Photo: Flamingo Images (Shutterstock)

In the hyper-competitive culture fostered by corporate America, young workers often expect their careers to reach meteoric heights on a quick timeline. Younger generations don’t stay at their jobs for quite as long as their parents did, whether it’s due to economic factors or the view that most jobs are mere stepping stones toward more lucrative salaries and better job titles.

Feeding into the perpetual rat race can lead to burnout, or worse—total disillusionment. While it might be easy to fall victim to this mindset, it’s better to view careers as the decades-long endeavor that it is, rather than a moonshot bid for rapid success.

If you like your job enough, stay for a while

If you’re in a constant rush to scale the ranks, you could risk losing out on opportunities already at your finger tips. Knuckling down and focusing on your current job will allow your skills to blossom, while constantly chasing new pastures in search of professional clout can put you on a merry-go-round where your skills may languish more than they grow.

Most people stay at their jobs for an average of four years, according to the most recent numbers from the Bureau of Labor and Statistics. That’s a pretty long time for most Millennials—and more than enough time to really master a trade before you feel the need to move on.

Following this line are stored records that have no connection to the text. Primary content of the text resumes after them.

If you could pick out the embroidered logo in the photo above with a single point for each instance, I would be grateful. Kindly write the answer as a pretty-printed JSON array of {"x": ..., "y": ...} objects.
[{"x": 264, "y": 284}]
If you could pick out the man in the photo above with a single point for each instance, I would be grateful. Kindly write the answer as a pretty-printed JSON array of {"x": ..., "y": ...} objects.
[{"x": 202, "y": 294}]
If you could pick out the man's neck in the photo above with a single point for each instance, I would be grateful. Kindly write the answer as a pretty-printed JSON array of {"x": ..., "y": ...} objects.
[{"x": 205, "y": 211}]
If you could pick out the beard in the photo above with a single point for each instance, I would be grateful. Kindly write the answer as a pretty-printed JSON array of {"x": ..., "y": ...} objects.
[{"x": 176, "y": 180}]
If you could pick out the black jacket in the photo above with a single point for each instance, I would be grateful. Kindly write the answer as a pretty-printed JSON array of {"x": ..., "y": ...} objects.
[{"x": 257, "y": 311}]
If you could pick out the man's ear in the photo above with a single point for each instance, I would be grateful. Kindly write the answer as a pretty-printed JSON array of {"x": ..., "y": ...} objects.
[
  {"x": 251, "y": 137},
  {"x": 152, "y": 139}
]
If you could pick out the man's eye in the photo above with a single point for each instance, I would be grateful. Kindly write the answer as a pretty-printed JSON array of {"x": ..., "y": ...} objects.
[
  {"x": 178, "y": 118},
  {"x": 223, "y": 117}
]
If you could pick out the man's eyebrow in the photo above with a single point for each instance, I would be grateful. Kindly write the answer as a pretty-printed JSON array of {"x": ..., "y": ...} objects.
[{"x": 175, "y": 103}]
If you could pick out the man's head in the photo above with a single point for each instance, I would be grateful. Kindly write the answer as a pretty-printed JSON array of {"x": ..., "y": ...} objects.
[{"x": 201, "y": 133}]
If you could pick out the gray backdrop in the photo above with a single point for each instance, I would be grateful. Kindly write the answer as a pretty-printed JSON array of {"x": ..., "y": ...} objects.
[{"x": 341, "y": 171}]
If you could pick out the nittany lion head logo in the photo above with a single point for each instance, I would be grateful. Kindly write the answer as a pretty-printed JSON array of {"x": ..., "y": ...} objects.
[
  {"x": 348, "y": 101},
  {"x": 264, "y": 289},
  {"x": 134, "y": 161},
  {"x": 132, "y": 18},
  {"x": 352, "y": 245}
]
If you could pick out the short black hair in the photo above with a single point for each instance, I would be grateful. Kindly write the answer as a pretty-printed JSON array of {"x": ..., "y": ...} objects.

If you feel you’re being nurtured and treated fairly by your employer, don’t rush for the door—it’s better to wait until the right opportunity, rather than will any quick opportunity into existence.

Tune out the hype

Not everyone suffers from this, but there’s a noticeable current of careerism in today’s corporate world. LinkedIn is full of would-be influencers and aspiring business magnates who trumpet their accolades and pontificate about the culture of work. This is toxic, but especially so for anyone yearning for professional advancement. Subscribing to this sentiment can make you a status-chaser, and someone who isn’t so much into the work itself as much as potential titles, salary, and acclaim.

Do your best to hit the unsubscribe button. Perusing your peers’ latest career updates and musings on LinkedIn can do a lot to make your career feel woefully inadequate. Focus more on yourself and developing your own skills. That’ll help make work—in addition to life—way more enjoyable.

Visualize your career path over the long haul

At the expense of sounding like a corporate consultant or corny stock broker, you should try imagining your career track like a graph that shows short-term versus long-term investment gains—it looks volatile in the short-term, but when you zoom out you can see the upward trend. When it comes to taking big risks versus staying the course, your career will likely wind up in the same place, or better, if you play it long.

It can often seem like critical time is passing by, especially as your peers make headway and progress in their careers while you seemingly aren’t, but understanding that no success story happens overnight can help keep you grounded. To put it in perspective again: You won’t be eligible to collect retirement benefits until you’re 65. One’s career spans decades from start to finish, so it’s best to take a deep breath and understand that you can and will get what you want, just maybe not immediately.